Server Management - Systems Insight Manager
1752723 Members
6577 Online
108789 Solutions
New Discussion юеВ

HP Insight Manager Email Alerts

 
snaus
Occasional Visitor

HP Insight Manager Email Alerts

Hi Guys

Something which I hoped would be fairly simple to implement has turned out to be a source of incredible frustration and hope to get your help.

I have installed and configured HP Insight Manager in the hope that it could provide me with email alerts if any hardware fails on Proliant servers, eg a disk drive. Too many times the failed disks are only noticed when walking past the physical hardware. With more and more servers located in data centres, this is obviously an issue.

I have followed the installation guide and installed HP SIM on a server and it performed a full discovery of the local network and added the local servers. I created a new Automatic Event Handling Task and chose the Important Proliant Events collection. I selected the "All Servers" system collection and then in the following step configured the email addresses for sending and receiving the email and confirmed the correct SMTP server settings. I then confirmed that the following categories are part of the monitored events:

Event category is Proliant Storage Events and subcategory is Logical Drive status
Event category is Proliant Storage Events and subcategory is Physical Drive Status

Now, I know that SMTP sending is working ok because I am receiving email notifications when systems are turned on or turned off. I even get email notifications when I log on or off HP SIM. I can take or leave those alerts, but ironically the really important messages relating to hardware failures do not seem to work.

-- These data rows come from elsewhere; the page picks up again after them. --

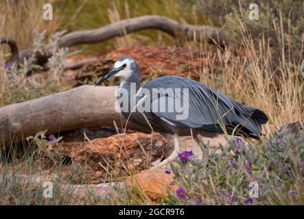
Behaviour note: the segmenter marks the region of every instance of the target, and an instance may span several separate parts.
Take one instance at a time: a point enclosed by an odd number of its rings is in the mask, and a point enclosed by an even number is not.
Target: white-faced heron
[[[120,78],[117,103],[127,120],[142,128],[174,136],[174,150],[159,166],[174,159],[178,153],[178,136],[212,137],[218,133],[259,139],[261,125],[268,121],[261,110],[245,106],[223,93],[194,80],[164,76],[148,82],[142,88],[141,70],[130,57],[122,57],[96,83],[111,76]]]

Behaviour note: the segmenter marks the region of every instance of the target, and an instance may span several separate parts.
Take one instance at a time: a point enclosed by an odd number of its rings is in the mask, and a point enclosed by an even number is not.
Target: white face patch
[[[119,77],[122,79],[127,79],[129,78],[133,70],[131,69],[131,64],[134,62],[132,60],[130,59],[126,59],[124,61],[117,61],[114,64],[114,68],[119,68],[121,67],[121,66],[124,64],[126,64],[126,66],[121,70],[120,70],[119,73],[115,74],[114,77]]]

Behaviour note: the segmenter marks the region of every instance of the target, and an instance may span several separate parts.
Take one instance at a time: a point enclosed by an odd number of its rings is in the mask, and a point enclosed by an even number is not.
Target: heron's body
[[[133,98],[137,106],[142,104],[148,97],[148,103],[145,104],[150,104],[152,110],[138,112],[134,110],[130,104],[127,110],[121,110],[121,113],[127,120],[142,128],[143,132],[150,132],[153,129],[154,131],[174,134],[176,150],[174,156],[172,154],[171,158],[175,157],[178,151],[176,140],[178,136],[203,131],[211,137],[226,132],[259,138],[261,125],[268,120],[267,116],[262,111],[242,105],[213,88],[182,77],[159,77],[148,82],[141,89],[139,66],[129,57],[118,60],[113,70],[101,79],[97,84],[112,75],[121,79],[118,92],[126,91],[129,99]],[[136,92],[132,92],[132,85],[135,85]],[[166,92],[168,88],[176,92]],[[143,90],[149,94],[144,93]],[[161,91],[157,95],[153,95],[155,90]],[[180,92],[177,92],[179,90]],[[185,118],[178,119],[180,111],[175,107],[173,110],[167,110],[170,101],[179,101],[183,106],[187,104],[189,114]],[[166,110],[159,110],[162,106],[161,103],[165,103],[165,107],[163,107]]]

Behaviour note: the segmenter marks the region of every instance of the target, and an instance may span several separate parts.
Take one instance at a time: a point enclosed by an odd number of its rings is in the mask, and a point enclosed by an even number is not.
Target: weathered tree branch
[[[143,16],[106,25],[99,29],[74,31],[62,37],[58,46],[69,47],[77,44],[93,44],[104,42],[116,36],[123,36],[128,34],[146,29],[155,29],[163,31],[172,36],[197,40],[207,40],[209,43],[224,47],[227,43],[227,34],[222,29],[207,25],[182,24],[171,18],[158,15]],[[43,65],[51,56],[47,48],[42,50],[28,49],[18,53],[14,40],[7,39],[5,42],[11,47],[12,60],[22,62],[24,57],[30,57],[35,52],[35,64]],[[13,46],[13,47],[12,47]]]
[[[115,86],[82,86],[72,90],[0,108],[0,139],[12,140],[42,130],[57,133],[81,127],[124,128],[125,119],[115,110]],[[121,122],[122,121],[122,122]],[[128,124],[128,127],[134,128]],[[14,139],[12,139],[14,138]]]

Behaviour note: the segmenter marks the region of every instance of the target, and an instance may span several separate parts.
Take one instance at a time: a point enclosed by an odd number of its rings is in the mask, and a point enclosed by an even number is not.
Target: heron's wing
[[[158,88],[157,97],[151,98],[153,113],[177,126],[222,132],[220,125],[222,124],[229,133],[238,127],[260,135],[259,125],[250,117],[246,106],[202,83],[178,76],[166,76],[148,82],[143,88],[152,94],[156,92],[153,88]],[[160,110],[164,107],[163,103],[166,109],[170,105],[172,108],[172,101],[173,111]]]

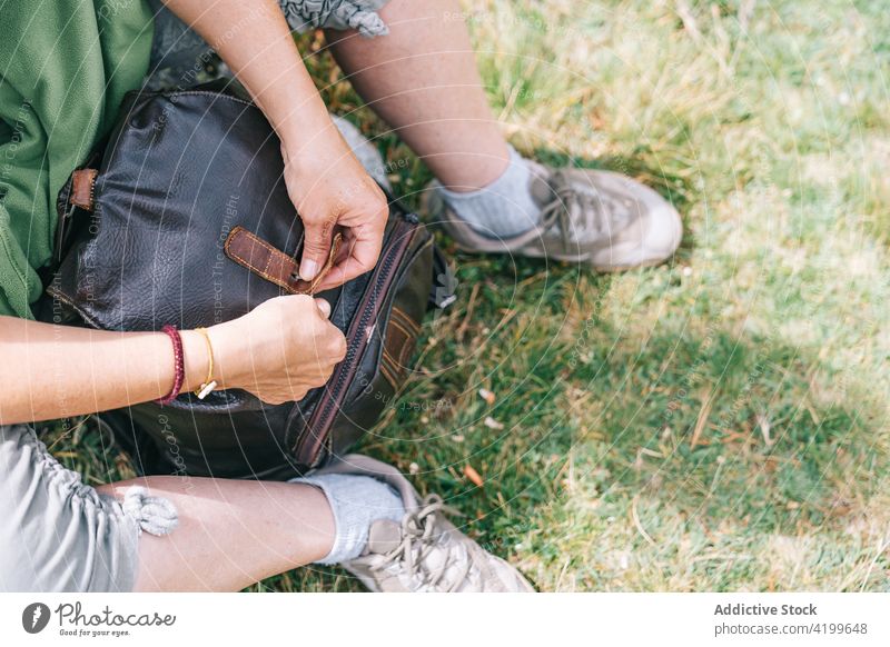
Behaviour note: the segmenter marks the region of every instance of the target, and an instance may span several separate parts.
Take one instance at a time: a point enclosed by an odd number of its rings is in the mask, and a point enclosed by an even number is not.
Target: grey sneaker
[[[510,564],[461,532],[445,518],[442,497],[421,499],[395,467],[349,454],[316,474],[356,474],[379,479],[405,505],[402,524],[375,521],[360,557],[342,566],[375,593],[534,593]]]
[[[514,238],[482,236],[436,190],[424,195],[427,212],[464,251],[589,262],[599,271],[659,265],[680,246],[680,215],[649,187],[610,171],[528,163],[532,196],[541,206],[541,223],[531,231]]]

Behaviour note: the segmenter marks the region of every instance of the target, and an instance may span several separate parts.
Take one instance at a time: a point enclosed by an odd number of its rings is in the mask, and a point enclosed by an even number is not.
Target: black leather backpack
[[[279,140],[249,101],[207,90],[129,96],[102,152],[59,196],[42,318],[189,329],[310,292],[296,275],[303,226],[283,171]],[[348,344],[328,384],[278,406],[233,389],[102,414],[142,474],[286,479],[374,426],[412,370],[446,267],[417,218],[390,205],[376,268],[317,295]]]

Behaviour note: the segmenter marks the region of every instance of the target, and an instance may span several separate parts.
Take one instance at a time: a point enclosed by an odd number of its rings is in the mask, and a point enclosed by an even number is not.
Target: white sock
[[[295,478],[290,482],[315,486],[325,492],[334,512],[335,537],[330,553],[316,564],[340,564],[355,559],[365,549],[374,521],[402,522],[405,506],[388,485],[369,476],[323,474]]]
[[[487,187],[462,193],[437,185],[435,190],[458,218],[488,238],[512,238],[541,220],[541,207],[532,198],[531,169],[512,146],[510,166]]]

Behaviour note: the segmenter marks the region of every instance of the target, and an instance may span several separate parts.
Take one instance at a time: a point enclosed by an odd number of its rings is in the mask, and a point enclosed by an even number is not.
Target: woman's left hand
[[[281,143],[287,192],[305,229],[300,278],[312,280],[325,266],[336,229],[342,230],[348,249],[319,289],[336,287],[374,268],[389,211],[383,191],[333,123],[330,131],[296,147]]]

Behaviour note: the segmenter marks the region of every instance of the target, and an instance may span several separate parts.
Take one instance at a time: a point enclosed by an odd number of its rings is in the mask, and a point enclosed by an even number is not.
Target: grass
[[[467,8],[511,141],[651,183],[686,237],[616,276],[457,255],[458,301],[362,450],[542,590],[890,590],[886,7]],[[414,199],[428,171],[327,56],[309,64],[334,110],[412,160],[393,179]],[[131,474],[89,426],[48,434],[89,482]],[[314,568],[254,588],[358,589]]]

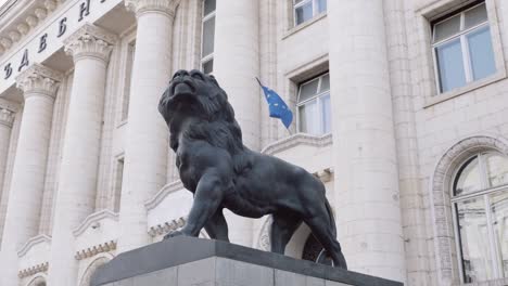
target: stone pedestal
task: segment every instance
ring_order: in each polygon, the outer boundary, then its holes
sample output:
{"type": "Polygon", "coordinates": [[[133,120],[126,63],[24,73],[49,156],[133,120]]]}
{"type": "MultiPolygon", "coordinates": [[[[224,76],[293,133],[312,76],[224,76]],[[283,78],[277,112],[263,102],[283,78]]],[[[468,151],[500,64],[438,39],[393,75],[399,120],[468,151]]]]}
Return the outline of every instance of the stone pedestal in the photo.
{"type": "Polygon", "coordinates": [[[176,237],[120,253],[92,286],[401,286],[402,283],[229,243],[176,237]]]}

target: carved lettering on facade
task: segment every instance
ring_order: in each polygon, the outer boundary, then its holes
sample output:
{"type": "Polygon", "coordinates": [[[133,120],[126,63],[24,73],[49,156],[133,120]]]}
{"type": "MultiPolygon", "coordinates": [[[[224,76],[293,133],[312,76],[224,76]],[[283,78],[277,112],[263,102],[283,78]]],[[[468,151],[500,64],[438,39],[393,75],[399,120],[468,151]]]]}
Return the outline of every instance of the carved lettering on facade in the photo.
{"type": "Polygon", "coordinates": [[[7,64],[3,70],[5,72],[5,79],[10,78],[12,76],[11,63],[7,64]]]}
{"type": "Polygon", "coordinates": [[[48,39],[48,32],[46,32],[45,35],[42,35],[40,37],[40,41],[39,41],[39,53],[42,52],[43,50],[46,50],[46,47],[48,47],[48,43],[46,42],[48,39]]]}
{"type": "Polygon", "coordinates": [[[64,17],[60,21],[59,25],[59,35],[56,37],[62,37],[67,30],[67,17],[64,17]]]}
{"type": "Polygon", "coordinates": [[[23,53],[22,62],[20,64],[20,67],[17,68],[17,72],[21,72],[23,67],[28,66],[30,64],[30,61],[28,61],[28,49],[25,49],[25,52],[23,53]]]}
{"type": "Polygon", "coordinates": [[[81,22],[86,16],[90,14],[90,0],[86,0],[79,4],[79,18],[78,22],[81,22]]]}

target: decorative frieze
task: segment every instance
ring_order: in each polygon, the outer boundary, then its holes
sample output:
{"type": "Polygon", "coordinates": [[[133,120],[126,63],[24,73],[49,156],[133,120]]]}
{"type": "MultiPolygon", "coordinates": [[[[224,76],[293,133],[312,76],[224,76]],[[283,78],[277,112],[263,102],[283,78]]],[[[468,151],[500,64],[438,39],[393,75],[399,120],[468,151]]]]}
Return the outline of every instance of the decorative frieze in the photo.
{"type": "Polygon", "coordinates": [[[126,0],[125,5],[128,10],[136,13],[139,17],[147,12],[160,12],[175,16],[176,8],[180,4],[180,0],[126,0]]]}
{"type": "Polygon", "coordinates": [[[84,57],[107,62],[116,39],[115,35],[87,23],[64,41],[65,52],[74,56],[74,62],[84,57]]]}
{"type": "Polygon", "coordinates": [[[166,184],[155,196],[144,203],[147,210],[154,209],[161,202],[164,200],[169,194],[183,190],[183,184],[180,180],[166,184]]]}
{"type": "Polygon", "coordinates": [[[0,44],[2,44],[3,49],[9,50],[12,47],[12,40],[3,37],[0,39],[0,44]]]}
{"type": "Polygon", "coordinates": [[[26,17],[26,23],[28,24],[28,26],[30,26],[30,28],[34,28],[35,26],[37,26],[37,23],[39,23],[39,21],[36,16],[29,15],[26,17]]]}
{"type": "Polygon", "coordinates": [[[333,178],[333,168],[326,168],[313,173],[316,178],[318,178],[321,182],[330,182],[333,178]]]}
{"type": "Polygon", "coordinates": [[[28,34],[28,30],[30,29],[30,27],[28,27],[28,25],[25,24],[25,23],[20,23],[20,24],[17,24],[16,29],[22,35],[26,35],[26,34],[28,34]]]}
{"type": "Polygon", "coordinates": [[[93,212],[92,214],[88,216],[85,221],[79,224],[74,231],[73,234],[75,237],[78,237],[82,233],[85,233],[86,230],[89,227],[92,229],[98,229],[101,226],[101,221],[105,219],[111,219],[113,221],[118,221],[118,213],[113,212],[109,209],[104,209],[98,212],[93,212]]]}
{"type": "Polygon", "coordinates": [[[45,8],[48,11],[54,11],[56,9],[56,2],[54,0],[46,0],[45,1],[45,8]]]}
{"type": "Polygon", "coordinates": [[[81,260],[81,259],[94,257],[102,252],[109,252],[115,249],[116,249],[116,240],[110,240],[110,242],[98,244],[98,245],[88,247],[86,249],[76,251],[76,255],[74,256],[74,258],[76,258],[76,260],[81,260]]]}
{"type": "Polygon", "coordinates": [[[24,278],[24,277],[31,276],[34,274],[37,274],[37,273],[48,272],[48,268],[49,268],[49,262],[43,262],[43,263],[34,265],[30,268],[21,270],[20,272],[17,272],[17,276],[20,278],[24,278]]]}
{"type": "Polygon", "coordinates": [[[21,34],[16,30],[11,30],[9,32],[9,38],[11,38],[12,42],[17,42],[21,39],[21,34]]]}
{"type": "Polygon", "coordinates": [[[164,234],[167,234],[172,231],[176,231],[178,229],[181,229],[183,225],[186,225],[186,222],[187,222],[187,218],[179,218],[177,220],[173,220],[173,221],[166,221],[165,223],[163,224],[157,224],[155,226],[152,226],[150,227],[149,230],[149,235],[152,236],[152,237],[155,237],[157,235],[164,235],[164,234]]]}
{"type": "Polygon", "coordinates": [[[18,250],[17,256],[24,257],[28,251],[35,246],[39,244],[47,244],[51,245],[51,237],[46,234],[39,234],[37,236],[31,237],[28,239],[18,250]]]}
{"type": "Polygon", "coordinates": [[[263,148],[262,153],[267,155],[274,155],[282,151],[289,150],[297,145],[307,145],[316,147],[325,147],[332,144],[332,134],[326,134],[322,136],[316,136],[307,133],[296,133],[294,135],[284,138],[277,142],[274,142],[263,148]]]}
{"type": "Polygon", "coordinates": [[[46,9],[43,8],[36,9],[34,13],[40,21],[45,20],[48,16],[48,11],[46,11],[46,9]]]}
{"type": "Polygon", "coordinates": [[[63,76],[40,64],[33,64],[16,77],[17,88],[24,92],[25,99],[31,94],[55,96],[56,89],[63,76]]]}

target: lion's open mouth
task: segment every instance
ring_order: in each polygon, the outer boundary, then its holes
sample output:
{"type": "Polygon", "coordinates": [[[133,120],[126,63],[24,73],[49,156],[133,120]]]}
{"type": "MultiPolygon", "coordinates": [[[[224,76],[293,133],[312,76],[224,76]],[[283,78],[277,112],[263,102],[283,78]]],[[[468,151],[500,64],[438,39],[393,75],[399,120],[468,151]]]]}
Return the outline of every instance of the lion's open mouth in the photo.
{"type": "Polygon", "coordinates": [[[175,82],[172,87],[173,96],[183,95],[183,94],[194,94],[195,88],[192,83],[187,81],[175,82]]]}

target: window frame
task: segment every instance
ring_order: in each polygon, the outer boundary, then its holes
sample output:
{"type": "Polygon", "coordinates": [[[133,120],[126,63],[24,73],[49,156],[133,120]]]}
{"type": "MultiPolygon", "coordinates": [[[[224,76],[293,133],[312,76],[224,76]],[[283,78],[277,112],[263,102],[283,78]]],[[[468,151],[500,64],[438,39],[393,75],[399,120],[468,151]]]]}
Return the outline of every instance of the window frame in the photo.
{"type": "MultiPolygon", "coordinates": [[[[325,76],[329,76],[330,77],[330,72],[326,72],[326,73],[322,73],[322,74],[319,74],[308,80],[305,80],[305,81],[302,81],[299,86],[297,86],[297,94],[296,94],[296,131],[297,133],[306,133],[306,134],[312,134],[312,135],[319,135],[319,136],[323,136],[323,135],[327,135],[327,134],[330,134],[332,132],[332,130],[330,129],[329,132],[325,132],[323,129],[325,129],[325,122],[323,122],[323,116],[322,116],[322,100],[321,98],[323,98],[327,93],[328,95],[330,96],[330,108],[331,108],[331,93],[330,93],[330,87],[328,88],[328,91],[322,91],[322,92],[319,92],[319,90],[321,89],[321,84],[322,84],[322,78],[325,76]],[[316,80],[318,79],[318,86],[317,86],[317,93],[315,95],[313,95],[312,98],[309,99],[306,99],[305,101],[303,102],[300,102],[300,95],[301,95],[301,92],[302,92],[302,86],[313,81],[313,80],[316,80]],[[319,129],[319,133],[318,134],[313,134],[313,133],[308,133],[308,132],[302,132],[301,131],[301,125],[300,125],[300,106],[303,106],[312,101],[316,100],[316,107],[318,109],[318,113],[319,113],[319,122],[318,122],[318,129],[319,129]]],[[[331,109],[330,109],[330,114],[331,114],[331,109]]],[[[331,121],[331,118],[330,118],[330,121],[331,121]]]]}
{"type": "MultiPolygon", "coordinates": [[[[472,198],[483,198],[484,203],[484,208],[485,208],[485,220],[487,224],[487,234],[488,234],[488,243],[490,243],[490,253],[488,258],[492,259],[493,261],[493,280],[498,280],[498,278],[505,278],[504,277],[504,269],[503,269],[503,261],[499,260],[499,257],[497,256],[498,249],[497,249],[497,244],[496,244],[496,238],[495,238],[495,232],[494,232],[494,223],[492,219],[492,211],[491,211],[491,200],[490,196],[491,194],[498,193],[498,192],[508,192],[508,183],[503,184],[503,185],[497,185],[497,186],[488,186],[487,183],[487,170],[485,168],[485,157],[488,154],[497,154],[506,159],[508,157],[505,154],[501,154],[499,152],[480,152],[477,153],[472,156],[469,156],[467,159],[462,161],[459,168],[453,173],[452,180],[450,180],[450,204],[452,204],[452,217],[453,217],[453,224],[454,224],[454,231],[455,231],[455,246],[456,246],[456,253],[457,253],[457,265],[459,270],[459,277],[460,277],[460,283],[469,283],[466,282],[466,272],[463,270],[463,259],[462,259],[462,246],[461,246],[461,236],[460,236],[460,229],[459,229],[459,223],[458,223],[458,217],[457,217],[457,204],[472,199],[472,198]],[[478,166],[479,166],[479,171],[480,171],[480,182],[481,182],[481,188],[471,193],[466,193],[462,195],[455,195],[455,186],[458,178],[460,177],[461,171],[467,167],[471,161],[478,158],[478,166]]],[[[508,277],[506,277],[508,278],[508,277]]],[[[479,283],[481,281],[474,281],[472,283],[479,283]]]]}
{"type": "MultiPolygon", "coordinates": [[[[319,10],[318,10],[318,1],[319,1],[319,0],[302,0],[300,3],[296,3],[296,0],[292,0],[292,2],[293,2],[293,8],[292,8],[292,9],[293,9],[293,27],[297,27],[297,26],[300,26],[300,25],[303,25],[303,24],[305,24],[305,23],[312,21],[314,17],[316,17],[316,16],[319,15],[319,14],[325,14],[325,13],[327,13],[328,3],[327,3],[327,10],[325,10],[325,11],[321,12],[321,13],[319,13],[319,10]],[[307,3],[309,3],[309,2],[313,4],[313,16],[312,16],[310,18],[308,18],[308,20],[306,20],[306,21],[304,21],[304,22],[302,22],[302,23],[299,24],[299,23],[296,22],[296,21],[297,21],[297,17],[296,17],[296,9],[299,9],[299,8],[301,8],[301,6],[304,6],[305,4],[307,4],[307,3]]],[[[326,1],[328,1],[328,0],[326,0],[326,1]]]]}
{"type": "Polygon", "coordinates": [[[491,22],[490,22],[490,18],[488,18],[488,9],[487,9],[487,5],[486,5],[486,2],[485,1],[478,1],[478,2],[473,2],[471,3],[470,5],[467,5],[456,12],[453,12],[453,13],[449,13],[447,14],[446,16],[437,20],[437,21],[434,21],[431,23],[431,50],[432,50],[432,61],[433,61],[433,64],[434,64],[434,78],[435,78],[435,88],[437,90],[437,95],[440,94],[445,94],[445,93],[448,93],[455,89],[460,89],[460,88],[463,88],[463,87],[467,87],[469,84],[471,84],[472,82],[475,82],[475,81],[480,81],[480,80],[484,80],[484,79],[487,79],[487,78],[491,78],[493,76],[495,76],[498,72],[498,68],[497,68],[497,61],[495,58],[495,54],[494,54],[494,64],[496,65],[495,66],[495,72],[490,75],[490,76],[486,76],[484,78],[480,78],[480,79],[474,79],[474,76],[473,76],[473,70],[472,70],[472,64],[471,64],[471,54],[470,54],[470,51],[469,51],[469,41],[467,39],[468,35],[472,34],[473,31],[475,30],[481,30],[485,27],[488,27],[490,29],[490,36],[491,36],[491,44],[492,44],[492,48],[493,48],[493,53],[495,52],[495,49],[494,49],[494,41],[493,41],[493,35],[492,35],[492,29],[491,29],[491,22]],[[485,5],[485,11],[487,13],[487,17],[485,21],[483,21],[482,23],[480,24],[475,24],[474,26],[471,26],[467,29],[463,29],[465,25],[466,25],[466,13],[470,10],[473,10],[480,5],[485,5]],[[459,31],[452,35],[452,36],[448,36],[444,39],[441,39],[439,41],[434,41],[435,39],[435,27],[441,24],[441,23],[444,23],[455,16],[459,16],[460,17],[460,26],[459,26],[459,31]],[[439,62],[437,62],[437,53],[436,53],[436,50],[439,47],[442,47],[446,43],[449,43],[456,39],[459,39],[460,41],[460,49],[461,49],[461,52],[462,52],[462,68],[463,68],[463,73],[465,73],[465,79],[466,79],[466,83],[463,86],[460,86],[460,87],[456,87],[456,88],[453,88],[450,90],[447,90],[447,91],[443,91],[442,90],[442,82],[441,82],[441,77],[440,77],[440,65],[439,65],[439,62]]]}
{"type": "MultiPolygon", "coordinates": [[[[211,18],[215,18],[215,14],[216,14],[216,11],[217,11],[217,6],[214,9],[213,12],[208,13],[208,14],[204,14],[205,13],[205,2],[206,0],[203,0],[201,2],[201,48],[200,48],[200,70],[204,73],[204,65],[211,61],[214,61],[214,53],[215,53],[215,35],[214,35],[214,50],[212,51],[211,54],[206,55],[206,56],[203,56],[203,40],[204,40],[204,24],[206,21],[211,20],[211,18]]],[[[215,34],[215,24],[214,24],[214,34],[215,34]]],[[[212,68],[212,73],[209,73],[211,75],[213,74],[213,68],[212,68]]]]}

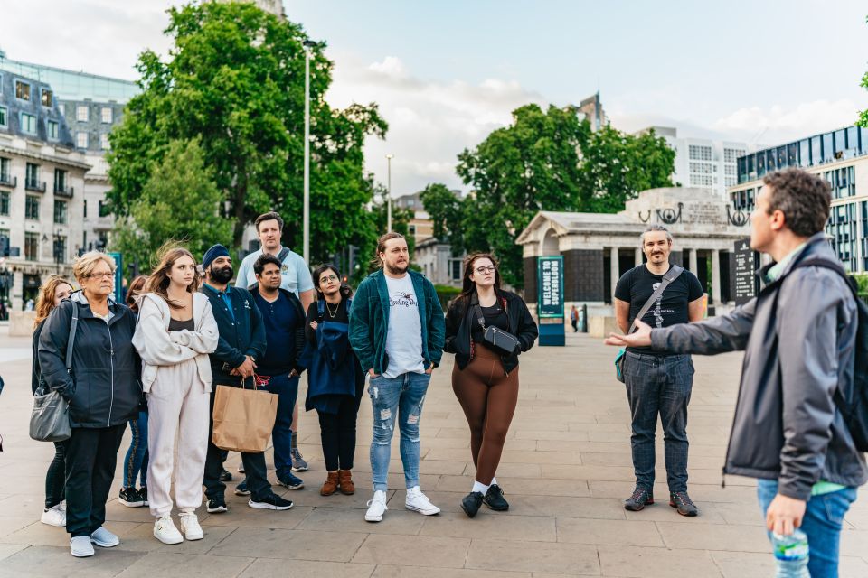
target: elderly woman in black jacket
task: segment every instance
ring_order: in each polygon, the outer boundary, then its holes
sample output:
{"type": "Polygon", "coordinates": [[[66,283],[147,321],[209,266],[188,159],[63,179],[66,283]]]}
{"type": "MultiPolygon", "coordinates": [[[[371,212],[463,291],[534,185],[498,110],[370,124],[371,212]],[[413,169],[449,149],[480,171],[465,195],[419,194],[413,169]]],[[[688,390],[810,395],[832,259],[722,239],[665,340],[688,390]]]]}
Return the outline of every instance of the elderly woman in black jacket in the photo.
{"type": "Polygon", "coordinates": [[[133,348],[136,318],[109,299],[114,260],[98,252],[73,267],[81,291],[52,312],[39,338],[42,379],[70,403],[72,435],[66,448],[66,531],[72,555],[93,555],[93,545],[118,545],[102,527],[127,422],[138,411],[140,362],[133,348]],[[72,367],[66,367],[72,348],[72,367]],[[91,544],[92,543],[92,544],[91,544]]]}

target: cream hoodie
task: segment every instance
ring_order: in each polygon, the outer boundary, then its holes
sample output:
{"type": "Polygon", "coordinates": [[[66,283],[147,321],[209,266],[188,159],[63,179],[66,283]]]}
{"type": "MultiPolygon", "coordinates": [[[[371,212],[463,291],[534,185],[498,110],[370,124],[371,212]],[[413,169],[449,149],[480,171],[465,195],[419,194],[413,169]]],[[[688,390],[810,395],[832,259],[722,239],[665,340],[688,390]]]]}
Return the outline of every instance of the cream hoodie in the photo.
{"type": "Polygon", "coordinates": [[[208,354],[217,349],[220,332],[211,303],[201,293],[193,294],[193,331],[169,331],[172,315],[165,300],[153,293],[139,298],[133,346],[142,358],[142,388],[146,393],[156,379],[160,366],[187,359],[196,360],[204,391],[211,391],[212,378],[208,354]]]}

I have simulated disk failures by pulling out disks in some of our servers and nothing happens. The HP agents on the server itself knows about the event and this is reflected on the HP Systems Management Homepage on the server itself, but HP SIM sees nothing and no Critical or Major event is logged and subsequently no email is sent. The only Critical events logged are ones relating to "Systems being unreachable". I have confirmed that the "Hardware Status Polling for Servers" task is enabled and configured to run every five minutes.

Can somebody please explain the exact steps to follow to get this kind of alerting going or whether I am missing something really obvious?

Many thanks
JM

2 REPLIES 2
snaus
Occasional Visitor

Re: HP Insight Manager Email Alerts

Both ESX and XenServer SIM / SNMP agents are installed and functioning. Had a look and unfortunately I do not this either Nagios or Splunk can easily tap in to the HP SNMP agents specifically related to the disk / storage system.

This is a bit frustrating because the whole point of HP SIM is to provide you with hardware monitoring / alerting capabilities and I am just curious if anybody with HP servers out there is actually using this product?

FYI, I have again done a drive failure simulation and have some screenshots to share which may provide a clue as to what may be wrong. 

The following screenshot clearly shows the failed disk:

 

HP-SYS-HOMEPAGE.JPG

 

Yes in HP SIM these are the only events listed for the server in question:

HP-SIM-EVENTS.JPG

 

As far as alerts are concerned, as you can see the following screenshot seems to indicate that the automatic alerts have not worked since earlier in the month. Not that it would have made any difference because HP SIM did not detect any critical events anyway:

 

HP-EVENT-HANDLING.JPG

 

So I am sure I am missing something obvious somewhere but just cant put my fingers on it. Hence I would really appreciate it if anybody out there can provide me with just a few simple bullet point steps in how to configure alerting for disk failures. I am not even bothered about other hardware failures for now, once the disk alerts are happening I think the rest will follow.

Thanks again
JM

jim goodman
Trusted Contributor

Re: HP Insight Manager Email Alerts

There are a lot of things to consider, but the first is - set up a task with no filters at all then, pull a drive and see if you get it. Also consider there may be a problem in the SNMP configuration at either point since the task has run at all for awhile perhaps it is the luck of the draw or something changed in the environment.

 

Does the SMH relect the failed drive status?

 

Does SIM HW status reflect the status of the SMH correctly?

 

Some things to consider as you try to chase it down. I would think a HDD failure, Array Status Change , and such would be Major events that would trigger in any HPmanaged environment.